# Car news- LIMITED-RUN LEON ST CUPRA CARBON EDITION OPENS FOR ORDERS



## WHIZZER (Oct 25, 2005)

Race to snap up special edition CUPRA
•Exclusive 300PS CUPRA Carbon Edition now available
•Fewer than 50 of the limited-run models are being released in the UK
•Upgraded spec includes carbon fibre side blades and rear and front diffusers
•Latest limited edition follows on from the success of the Leon CUPRA R








Milton Keynes, 27/07/2018: SEAT fans can now get their hands on an exclusive Leon ST CUPRA Carbon Edition - but they will have to be quick, as fewer than 50 are being released in the UK.








The limited edition features a 2.0 TSI 300PS DSG-auto 4Drive and is packed with a range of additional sports, styling and performance features.
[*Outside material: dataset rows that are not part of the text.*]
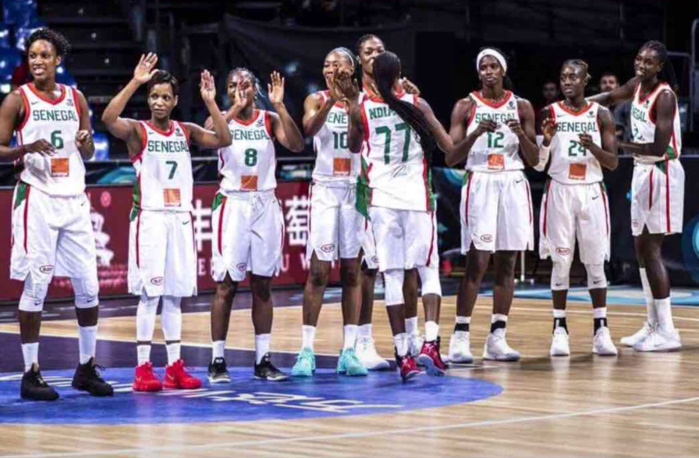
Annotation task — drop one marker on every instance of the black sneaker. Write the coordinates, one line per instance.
(35, 388)
(266, 371)
(218, 373)
(87, 378)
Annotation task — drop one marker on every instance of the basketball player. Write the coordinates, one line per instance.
(496, 217)
(580, 138)
(162, 251)
(51, 227)
(386, 130)
(247, 217)
(657, 188)
(334, 219)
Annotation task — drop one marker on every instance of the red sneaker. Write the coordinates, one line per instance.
(145, 379)
(407, 367)
(177, 377)
(430, 358)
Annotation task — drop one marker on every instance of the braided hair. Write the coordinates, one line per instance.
(387, 70)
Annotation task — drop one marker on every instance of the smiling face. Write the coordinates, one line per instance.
(162, 101)
(647, 64)
(371, 48)
(43, 60)
(336, 62)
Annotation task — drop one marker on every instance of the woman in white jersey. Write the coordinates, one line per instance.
(51, 227)
(657, 189)
(162, 251)
(334, 219)
(395, 134)
(247, 219)
(496, 216)
(579, 137)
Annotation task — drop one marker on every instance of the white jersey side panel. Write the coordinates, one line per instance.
(56, 121)
(249, 163)
(494, 151)
(570, 162)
In addition to carbon fibre side blades and front and rear diffusers, the Monsoon Grey-only model will be fitted with high-performance Brembo brakes, 19-inch black alloy wheels and CUPRA bucket seats. The quad rear exhausts will also feature the CUPRA logo.

Priced at £35,575 this exclusive edition will appeal to customers looking for super-charged styling and performance. Available to order and now in the UK, it is expected to follow the success earlier in the year of the limited-run CUPRA R, which quickly sold out.

Richard Harrison, Managing Director of SEAT UK, said: "Following the success of the special edition CUPRA R, we know that there is demand for limited-run models from customers looking for something truly special. The Leon ST CUPRA Carbon Edition doesn't only deliver stunning and unique looks, but we believe the enhanced performance and competitive price will be a real draw."


----------